Kementerian Dalam Negeri (Kemendagri) telah mengeluarkan seruan kepada Direktorat Jenderal Kependudukan dan Pencatatan Sipil (Ditjen Dukcapil) untuk lebih agresif dalam mempercepat perekaman data kependudukan di Indonesia. Menurut Menteri Dalam Negeri, Muhammad Tito Karnavian, tingkat perekaman saat ini baru mencapai 97 persen dari total populasi, dan hal ini harus ditingkatkan untuk mencakup seluruh warga negara.
“Kami mengharapkan agar semua individu yang tinggal di Indonesia terdaftar dalam sistem kami. Target kami adalah 100 persen,” kata Tito dalam Rapat Koordinasi Nasional di Jakarta baru-baru ini. Pernyataan ini menunjukkan urgensi Kemendagri dalam menyelesaikan perekaman data kependudukan secara menyeluruh.
Untuk mencapai target tersebut, Tito meminta agar Dukcapil menyusun berbagai program pendukung, yang akan mendorong percepatan proses pendataan yang lebih efisien. Pendekatan yang digagas adalah metode jemput bola, terutama untuk kelompok masyarakat yang selama ini sulit dijangkau.
Strategi Pencatatan Data Kependudukan yang Efektif dan Inklusif
Tito menegaskan perlunya upaya lebih untuk mengidentifikasi warga negara dan non-warga negara yang berada di Indonesia agar semua dapat terdaftar. Ia juga menyebutkan bahwa kelompok masyarakat adat, golongan prasejahtera, dan tunawisma adalah sasaran utama yang harus diperhatikan dalam proses pendaftaran ini.
“Undang-undang mengamanatkan perlindungan bagi semua masyarakat, termasuk mereka yang dalam kondisi prasejahtera,” tambahnya. Hal ini menunjukkan kepedulian pemerintah terhadap kelompok yang kurang beruntung dan memerlukan perhatian khusus dalam sistem administrasi kependudukan.
Lebih jauh, Tito juga mencermati tantangan yang dihadapi Warga Negara Indonesia (WNI) di luar negeri dalam memperpanjang dokumen kependudukan. Banyak dari mereka harus melakukan perjalanan kembali ke Indonesia untuk memperbarui KTP, yang tentunya memerlukan biaya yang tidak sedikit.
Pentingnya Teknologi Informasi dalam Administrasi Kependudukan
Tito menekankan kepada Dukcapil bahwa penguatan infrastruktur teknologi informasi sangat penting untuk kelancaran pengelolaan data kependudukan. Hal ini mencakup aspek server, penyimpanan data, bandwidth, dan keamanan siber. “Perkuat tata kelola selain infrastruktur IT-nya,” tegasnya saat memberikan arahan.

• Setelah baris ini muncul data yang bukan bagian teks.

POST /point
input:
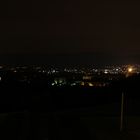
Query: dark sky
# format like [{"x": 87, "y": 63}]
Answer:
[{"x": 70, "y": 32}]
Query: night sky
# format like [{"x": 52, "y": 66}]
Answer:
[{"x": 70, "y": 32}]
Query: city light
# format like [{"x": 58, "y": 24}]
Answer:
[{"x": 130, "y": 69}]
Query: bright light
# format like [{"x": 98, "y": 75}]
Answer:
[
  {"x": 90, "y": 84},
  {"x": 130, "y": 69}
]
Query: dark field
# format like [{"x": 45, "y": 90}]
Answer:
[{"x": 70, "y": 113}]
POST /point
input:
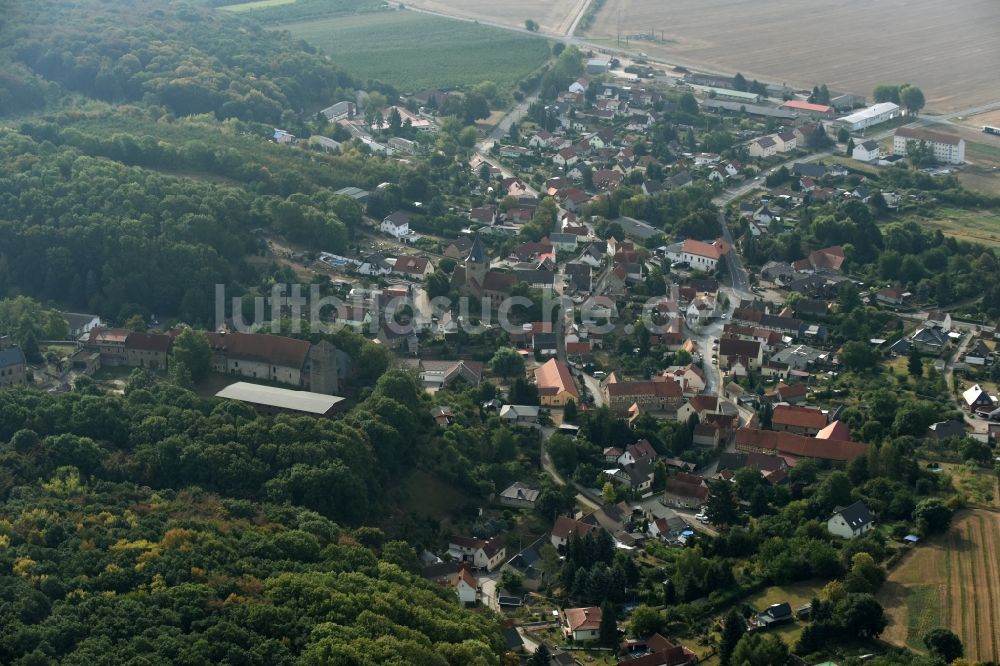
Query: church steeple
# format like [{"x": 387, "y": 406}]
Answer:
[{"x": 477, "y": 254}]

Data kependudukan dianggap sebagai aset strategis yang harus dilindungi, dan penggunaannya yang luas oleh berbagai pihak, baik pemerintah maupun swasta, menjadi perhatian tersendiri. Data tersebut berfungsi sebagai dasar dalam menyusun Data Tunggal Sosial Ekonomi Nasional (DTSEN), yang bertujuan untuk meningkatkan ketepatan penyaluran bantuan sosial kepada masyarakat.
Apalagi, saat ini banyak bantuan sosial yang disalurkan berdasarkan data kependudukan, sehingga akurasi dalam perekaman menjadi sangat krusial untuk menghindari penyaluran yang tidak tepat sasaran.
Penanganan Darurat untuk Korban Bencana Alam
Dalam pengarahan selanjutnya, Tito menginstruksikan agar jajaran Dukcapil segera memberikan layanan administrasi kependudukan kepada korban bencana seperti banjir dan longsor di sejumlah daerah, termasuk Aceh dan Sumatera Barat. Masyarakat yang terkena dampak memiliki kebutuhan urgent untuk mendapatkan layanan ini sebagai bentuk pemulihan pascabencana.
“Masyarakat di daerah bencana sangat memerlukan layanan administrasi yang cepat dan tepat,” jelasnya. Mendagri juga menekankan pentingnya kehadiran tim Dukcapil di lokasi bencana untuk memberikan pelayanan yang langsung.
Rapat Koordinasi Nasional ini dihadiri oleh berbagai pejabat penting, termasuk Direktur Jenderal Dukcapil dan perwakilan dari lembaga internasional, yang menunjukkan komitmen kolaboratif dalam pendataan kependudukan secara lebih efektif di Indonesia.